Ich liebe Indie Musik, Sprachwissenschaften, Videospiele, Jonglieren und Lesen, aber meine aller liebste Sache ist es, mit anderen Menschen zu sprechen!
Deshalb dachte ich, dass eine freiwillige Arbeit perfekt passen würde. Und das stimmt! Ich habe bereits Vorträge der Bildungsreferent*Innen gesehen und ich kann es nicht erwarten, meine eigenen Workshops vorzustellen.
Meine Entspannungplatz in Alfeld - da habe ich neue Menschen befreundet, gelesen oder einfach entspannt in der Stille.
Während einer Slowakisch-Ukrainisch-Deutschen Jugendbegegnung waren wir in Berlin. Die Menschen waren echt super und ich war das erste Mal im Bundestag! Die Art von Arbeit, die ich hier mache, ist vielfältig, und ich habe immer was zu tun. Auch wenn es in Spanien anders ist, komme ich sehr gut mit dem Tempo der Arbeit klar. Ich habe übersetzt, Reisen vorbereitet, Vorstellungen und Seminaren besucht, war Teil ein paar Arbeitsgemeinschafts… und habe mit vielen, vielen Menschen gesprochen!
Zurzeit komme ich direkt von einem ESK-Seminar, das in Alfeld (Leine) stattfand. Es war eine unglaublich schöne Erfahrung, ich habe Menschen aus vielen verschiedenen Ländern getroffen und mich mit ihnen angefreundet… Die Trainer waren echt verständnisvoll und haben für uns Aktivitäten mit sehr interessanten Inhalten vorbereitet. Wir haben uns erst gut kennengelernt und einen „Safe-Space“ zusammen erschaffen. Dann haben wir sehr ruhig über unsere Selbstvorstellungen und Beziehung mit anderen zusammen aber auch allein reflektiert. Sie haben uns auch ein sehr interessantes Modell des Lernens gezeigt. Man konnte merken, dass die Trainer viel Erfahrung haben.

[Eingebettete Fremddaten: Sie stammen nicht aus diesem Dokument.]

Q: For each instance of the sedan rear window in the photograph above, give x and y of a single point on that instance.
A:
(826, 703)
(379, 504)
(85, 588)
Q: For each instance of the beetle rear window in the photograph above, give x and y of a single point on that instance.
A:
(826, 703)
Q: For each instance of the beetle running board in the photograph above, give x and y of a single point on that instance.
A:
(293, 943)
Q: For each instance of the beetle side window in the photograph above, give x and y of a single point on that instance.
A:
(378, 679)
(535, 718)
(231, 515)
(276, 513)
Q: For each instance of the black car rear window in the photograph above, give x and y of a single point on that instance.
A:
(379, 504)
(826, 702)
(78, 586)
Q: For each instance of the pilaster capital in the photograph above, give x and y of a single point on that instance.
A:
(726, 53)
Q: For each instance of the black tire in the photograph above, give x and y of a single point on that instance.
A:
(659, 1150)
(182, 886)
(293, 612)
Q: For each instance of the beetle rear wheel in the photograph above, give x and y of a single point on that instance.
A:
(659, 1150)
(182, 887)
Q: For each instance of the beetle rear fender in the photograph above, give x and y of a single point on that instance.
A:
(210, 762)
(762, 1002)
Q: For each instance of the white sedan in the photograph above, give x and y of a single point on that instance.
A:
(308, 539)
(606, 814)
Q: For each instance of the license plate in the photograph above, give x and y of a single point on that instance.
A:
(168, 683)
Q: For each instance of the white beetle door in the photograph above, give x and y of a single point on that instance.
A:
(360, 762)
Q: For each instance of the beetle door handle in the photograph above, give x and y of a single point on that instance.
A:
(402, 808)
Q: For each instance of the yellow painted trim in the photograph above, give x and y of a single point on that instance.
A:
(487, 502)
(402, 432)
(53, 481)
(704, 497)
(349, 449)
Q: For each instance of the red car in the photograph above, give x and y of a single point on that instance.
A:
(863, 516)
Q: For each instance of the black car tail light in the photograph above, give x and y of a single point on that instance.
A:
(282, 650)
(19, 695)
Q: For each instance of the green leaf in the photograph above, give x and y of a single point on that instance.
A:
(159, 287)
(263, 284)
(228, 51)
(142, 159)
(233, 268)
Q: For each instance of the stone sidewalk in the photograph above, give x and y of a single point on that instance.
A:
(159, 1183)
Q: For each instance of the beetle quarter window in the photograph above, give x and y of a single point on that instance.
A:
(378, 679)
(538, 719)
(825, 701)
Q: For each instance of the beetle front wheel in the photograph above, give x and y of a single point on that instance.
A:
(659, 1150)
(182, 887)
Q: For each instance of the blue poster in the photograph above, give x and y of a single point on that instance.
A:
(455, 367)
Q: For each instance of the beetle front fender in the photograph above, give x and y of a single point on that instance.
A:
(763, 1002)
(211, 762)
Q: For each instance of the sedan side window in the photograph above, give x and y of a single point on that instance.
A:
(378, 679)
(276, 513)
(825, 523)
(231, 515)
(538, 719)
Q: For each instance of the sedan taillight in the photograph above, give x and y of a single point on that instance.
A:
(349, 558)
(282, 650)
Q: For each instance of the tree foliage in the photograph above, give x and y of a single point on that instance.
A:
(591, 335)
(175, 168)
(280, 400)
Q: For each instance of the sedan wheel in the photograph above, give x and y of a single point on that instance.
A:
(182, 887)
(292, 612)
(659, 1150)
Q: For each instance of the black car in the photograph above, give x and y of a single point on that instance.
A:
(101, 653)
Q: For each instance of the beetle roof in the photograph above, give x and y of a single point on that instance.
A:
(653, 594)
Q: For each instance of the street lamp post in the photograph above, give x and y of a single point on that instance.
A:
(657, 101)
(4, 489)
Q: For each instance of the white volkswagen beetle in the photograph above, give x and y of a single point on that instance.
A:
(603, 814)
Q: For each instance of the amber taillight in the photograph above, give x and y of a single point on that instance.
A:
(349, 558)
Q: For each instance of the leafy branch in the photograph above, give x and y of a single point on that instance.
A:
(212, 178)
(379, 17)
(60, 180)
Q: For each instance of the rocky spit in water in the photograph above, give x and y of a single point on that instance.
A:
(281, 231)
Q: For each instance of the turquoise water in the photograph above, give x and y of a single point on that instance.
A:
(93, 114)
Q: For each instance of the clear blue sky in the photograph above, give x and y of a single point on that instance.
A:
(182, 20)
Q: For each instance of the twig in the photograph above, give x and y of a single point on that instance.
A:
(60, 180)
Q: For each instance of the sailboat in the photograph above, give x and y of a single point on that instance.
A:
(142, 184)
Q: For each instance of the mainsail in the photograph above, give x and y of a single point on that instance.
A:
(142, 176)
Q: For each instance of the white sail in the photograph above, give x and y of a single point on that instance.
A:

Eine der Sachen die ich am meistens gemocht habe war, dass wir einen ganzen Morgen mit einer Freiberuflerin gesprochen haben. Sie wirkte wie eine echt beeindruckende Person. Sie hat uns charismatisch über unsere Rechte als Freiwillige Arbeiter*Innen aufgeklärt, und man konnte auch sehen, mit wie viel Leidenschaft sie ihre Arbeit macht und auch Interesse für uns zeigt. Es ist diese Art von Gespräch, das man im Leben führt und einfach nie vergisst. Die anderen Aktivitäten, die wir gemacht haben, waren auch super. Die Trainer haben uns auch von ihren eigenen Interessen erzählt – wir haben über die Geschichte von Alfeld gesprochen, über Mass Media und über Consent einen Workshop gemacht. Ein anderer Spanier und ich haben unserem neuen Freund ein bisschen Spanisch beigebracht und ich habe auch ein paar Sätzen auf Ungarisch gelernt… Wir haben alle eine Reise nach Hannover in unserer Freizeit vorbereitet. Ich habe selbst die Tickets gekauft, andere haben Veranstaltungen in der Stadt gesucht…
Wir haben alle eine sehr gute Zeit verbracht, bleiben noch in Kontakt und freuen uns aufs nächste Seminar. Ich bin hier erst einen Monat, aber ich kann nicht aufhören, meinen Freunden in Spanien ESK zu empfehlen!